By following a strict protocol with respect to diameter and vessel type (artery or vein) in our study, the reproducibility of vessel diameters was excellent, especially with an emphasis on the leading edge method. The analysis of the agreement between the angle of insonation and the Doppler profile dependent on it shows the subjectivity of this examination. Here, the analysis showed a moderate agreement at best. Even if the anatomy of the individual remains unchanged, the experienced examiner adjusts the probe in such a way that they can perform the most accurate measurement. This means that angles close to or above 60° should be avoided. In this study, measurements at an angle of over 60° were not evaluated. The primary goal of each measurement was to obtain a good spectral pattern (at as acute an angle as possible) in a controlled manner. Our measurements were time-consuming and sometimes took up to 45 min per session. Under these conditions, particularly after pancreatic head resection, intestinal gas cannot be accepted as an obstacle to the visualization of AHC or AHP. If the calculation of the blood flows (and, thus, the DPIs) is based on high-quality measurements, as in the case of our study, this is reflected in the excellent reproducibility achieved, with a PCC or an ICC of 0.9 or more.

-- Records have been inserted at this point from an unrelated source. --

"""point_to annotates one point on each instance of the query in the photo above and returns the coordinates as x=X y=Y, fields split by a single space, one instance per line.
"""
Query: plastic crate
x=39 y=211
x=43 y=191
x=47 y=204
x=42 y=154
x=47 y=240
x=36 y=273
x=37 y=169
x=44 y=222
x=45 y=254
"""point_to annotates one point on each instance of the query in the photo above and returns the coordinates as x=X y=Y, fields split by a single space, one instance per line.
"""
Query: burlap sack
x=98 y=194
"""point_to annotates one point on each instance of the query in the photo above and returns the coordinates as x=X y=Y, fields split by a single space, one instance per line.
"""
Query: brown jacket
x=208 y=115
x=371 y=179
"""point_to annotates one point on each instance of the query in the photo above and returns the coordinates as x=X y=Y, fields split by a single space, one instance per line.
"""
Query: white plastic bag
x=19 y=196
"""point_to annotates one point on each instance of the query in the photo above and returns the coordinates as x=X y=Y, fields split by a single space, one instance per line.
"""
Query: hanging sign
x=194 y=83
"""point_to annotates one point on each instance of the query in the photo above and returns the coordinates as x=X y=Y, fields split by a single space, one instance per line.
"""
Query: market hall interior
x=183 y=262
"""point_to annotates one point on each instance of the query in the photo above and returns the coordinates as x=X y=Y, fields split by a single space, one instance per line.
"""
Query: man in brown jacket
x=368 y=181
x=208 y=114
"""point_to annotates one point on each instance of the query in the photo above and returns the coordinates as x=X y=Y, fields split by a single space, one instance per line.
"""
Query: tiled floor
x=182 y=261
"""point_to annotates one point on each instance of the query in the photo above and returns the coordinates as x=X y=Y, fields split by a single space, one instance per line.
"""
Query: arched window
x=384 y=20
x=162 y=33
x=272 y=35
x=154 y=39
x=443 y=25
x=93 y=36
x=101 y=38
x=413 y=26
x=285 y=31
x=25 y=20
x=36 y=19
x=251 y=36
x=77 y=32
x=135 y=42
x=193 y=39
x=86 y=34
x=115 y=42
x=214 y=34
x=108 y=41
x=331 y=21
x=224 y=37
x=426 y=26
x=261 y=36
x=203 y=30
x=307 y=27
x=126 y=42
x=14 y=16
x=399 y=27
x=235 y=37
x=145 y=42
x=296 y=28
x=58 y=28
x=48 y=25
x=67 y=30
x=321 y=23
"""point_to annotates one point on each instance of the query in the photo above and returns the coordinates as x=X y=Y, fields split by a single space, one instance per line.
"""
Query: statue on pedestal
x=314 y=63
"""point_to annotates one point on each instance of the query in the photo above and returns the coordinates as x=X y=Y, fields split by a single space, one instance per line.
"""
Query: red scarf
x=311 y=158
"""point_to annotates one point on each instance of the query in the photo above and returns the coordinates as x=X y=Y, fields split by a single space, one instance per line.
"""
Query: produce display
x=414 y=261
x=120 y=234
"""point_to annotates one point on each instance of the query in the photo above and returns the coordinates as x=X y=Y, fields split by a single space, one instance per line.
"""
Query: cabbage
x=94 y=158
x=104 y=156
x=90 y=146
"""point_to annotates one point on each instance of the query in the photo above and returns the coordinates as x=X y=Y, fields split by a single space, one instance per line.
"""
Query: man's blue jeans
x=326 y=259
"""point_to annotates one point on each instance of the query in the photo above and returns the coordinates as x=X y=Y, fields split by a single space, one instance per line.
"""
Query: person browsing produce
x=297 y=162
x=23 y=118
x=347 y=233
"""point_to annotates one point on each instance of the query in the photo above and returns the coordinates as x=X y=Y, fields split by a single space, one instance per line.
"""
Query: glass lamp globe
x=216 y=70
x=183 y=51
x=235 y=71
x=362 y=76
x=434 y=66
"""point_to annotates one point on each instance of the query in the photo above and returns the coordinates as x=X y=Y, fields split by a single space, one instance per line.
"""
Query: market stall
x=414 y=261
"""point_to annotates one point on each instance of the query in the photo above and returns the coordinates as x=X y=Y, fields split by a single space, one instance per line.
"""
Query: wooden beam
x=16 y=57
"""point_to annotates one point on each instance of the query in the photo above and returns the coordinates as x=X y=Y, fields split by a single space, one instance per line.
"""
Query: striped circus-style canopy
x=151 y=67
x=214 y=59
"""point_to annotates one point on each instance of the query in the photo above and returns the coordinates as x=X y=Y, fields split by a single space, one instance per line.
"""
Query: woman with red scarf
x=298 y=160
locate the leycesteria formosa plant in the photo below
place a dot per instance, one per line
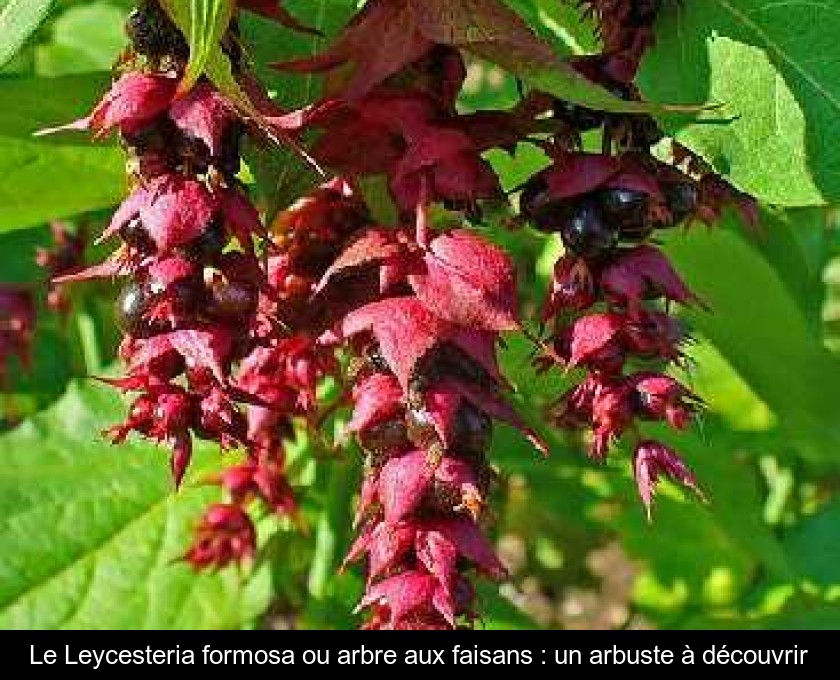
(231, 324)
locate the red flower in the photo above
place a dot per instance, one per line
(652, 460)
(225, 534)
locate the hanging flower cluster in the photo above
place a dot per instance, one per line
(230, 327)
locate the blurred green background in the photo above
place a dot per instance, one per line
(89, 532)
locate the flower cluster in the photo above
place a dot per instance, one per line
(424, 314)
(230, 326)
(206, 345)
(605, 308)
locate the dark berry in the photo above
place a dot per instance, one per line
(373, 356)
(535, 202)
(576, 116)
(627, 210)
(152, 34)
(135, 235)
(132, 304)
(421, 431)
(230, 300)
(681, 198)
(209, 245)
(587, 234)
(644, 132)
(643, 12)
(473, 431)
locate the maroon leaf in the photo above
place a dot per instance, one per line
(373, 246)
(641, 271)
(403, 594)
(593, 334)
(468, 282)
(404, 328)
(203, 113)
(403, 481)
(134, 100)
(387, 546)
(375, 399)
(200, 348)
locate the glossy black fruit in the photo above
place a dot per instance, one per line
(624, 207)
(576, 116)
(230, 300)
(152, 34)
(134, 234)
(587, 234)
(473, 431)
(131, 306)
(681, 197)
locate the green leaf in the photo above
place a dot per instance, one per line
(90, 532)
(87, 37)
(702, 556)
(759, 325)
(19, 19)
(813, 549)
(774, 67)
(496, 33)
(203, 23)
(41, 175)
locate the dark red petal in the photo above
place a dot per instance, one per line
(468, 282)
(403, 481)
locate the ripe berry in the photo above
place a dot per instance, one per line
(681, 198)
(626, 208)
(132, 303)
(152, 34)
(473, 431)
(576, 116)
(587, 234)
(230, 300)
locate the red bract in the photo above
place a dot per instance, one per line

Regarding the correlation analyses, the intraclass correlation, or the intraclass correlation coefficient (ICC), is a frequently used method for testing the correlation of values [20,21]. Although it operates on data structured as groups rather than as paired observations, this method has been applied in the context of high-quality studies on similar issues [22]. Pearson’s correlation is described in the literature as less suitable for correlation analyses such as ours [22]. The authors consider it to be quite suitable, provided that there is no bias between the operators and the variances do not differ. Due to the variable use of these correlation analyses, our calculations were carried out using both Pearson correlation and ICC. Both analyses led to highly consistent values. Thus, after many discussions with our statistician and extensive research of the relevant literature, we can be assured that both methods can be used for questions such as ours.

5. Conclusions

Our study shows that the visceral Doppler for calculating blood flow in AHC, AHP, and PV can be a reliable and reproducible test to conclusively re-examine the prognostic value of DPI in relation to the development of liver metastases.

In the visceral Doppler of the vessels treated here, obtaining measurement data of good and, thus, reproducible quality is less dependent on the availability of a high-end device. However, years of experience in ultrasound and the willingness to implement the rules known in vascular diagnostics in a disciplined manner are indispensable.